EGCG-decorated zein complex particles: Relationship to synergistic interfacial properties

Abstract

In recent years, polyphenol modules have been of widespread interest for regulating and manipulating the surface structures of protein, which in turn, rationally dominate their functional properties. In this study, the influence of epigallocatechin gallate (EGCG) on the microstructures and interface rheological behaviors of zein nanoparticles tuned by two different fabrication methods was described.

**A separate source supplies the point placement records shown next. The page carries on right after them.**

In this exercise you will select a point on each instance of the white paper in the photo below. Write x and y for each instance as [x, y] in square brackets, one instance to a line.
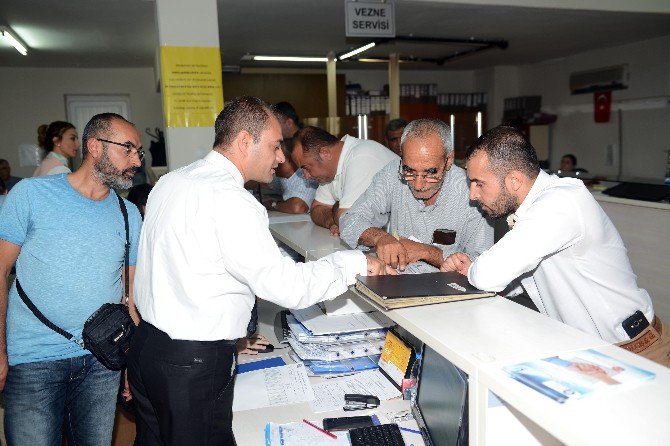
[314, 319]
[300, 333]
[346, 304]
[302, 434]
[276, 386]
[281, 217]
[336, 352]
[329, 395]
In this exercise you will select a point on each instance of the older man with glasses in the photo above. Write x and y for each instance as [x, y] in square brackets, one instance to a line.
[418, 209]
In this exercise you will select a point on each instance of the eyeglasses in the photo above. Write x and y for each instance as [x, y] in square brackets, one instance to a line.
[410, 175]
[129, 148]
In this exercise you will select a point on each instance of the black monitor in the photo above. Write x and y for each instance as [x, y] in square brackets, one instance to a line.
[441, 404]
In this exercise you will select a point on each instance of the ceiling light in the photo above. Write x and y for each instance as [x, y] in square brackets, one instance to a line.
[290, 59]
[11, 37]
[357, 50]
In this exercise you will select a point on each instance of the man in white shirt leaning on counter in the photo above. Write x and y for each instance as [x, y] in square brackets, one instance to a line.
[344, 169]
[204, 253]
[564, 248]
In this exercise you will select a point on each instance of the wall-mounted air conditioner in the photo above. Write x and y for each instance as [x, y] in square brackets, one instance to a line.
[601, 79]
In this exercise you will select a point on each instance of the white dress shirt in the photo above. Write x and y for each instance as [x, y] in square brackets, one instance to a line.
[571, 260]
[205, 251]
[359, 161]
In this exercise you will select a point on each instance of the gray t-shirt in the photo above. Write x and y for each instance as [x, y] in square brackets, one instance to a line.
[388, 201]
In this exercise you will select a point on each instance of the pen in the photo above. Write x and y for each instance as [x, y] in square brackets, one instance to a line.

As illustrated, embedded polyphenols not only significantly affected the surface properties of zein nanoparticles, but determined interfacial behaviors by regulating assembly methods and complex ratio, among which the method of surface decoration contributed greatly to improving surface hydrophilicity for zein-EGCG complex particles (ZEPs), also providing stronger interaction between zein and EGCG. Besides, Langmuir-Blodgett dilatational rheological study revealed that the ZEPs fabricated by EGCG surface decorating after zein nanoparticles formed (named ZEPs-2), exhibited superior surface-activity and higher interfacial stability compared with the anti-solvent zein/EGCG complex particles in ethanol/water solution together (named ZEPs-1), followed by the more prolonged adsorption and rearrangement time on the air-water interface. In addition, the ZEPs-2 presented a relatively larger desire to stabilize Pickering emulsions, especially in the EGCG concentration by 4 mmol/L. Generally, our findings not only provided simple methods to fabricate the ZEPs, but also unlocked a well-way to exploit anti-solvent decoration methods for various applications in the food industry.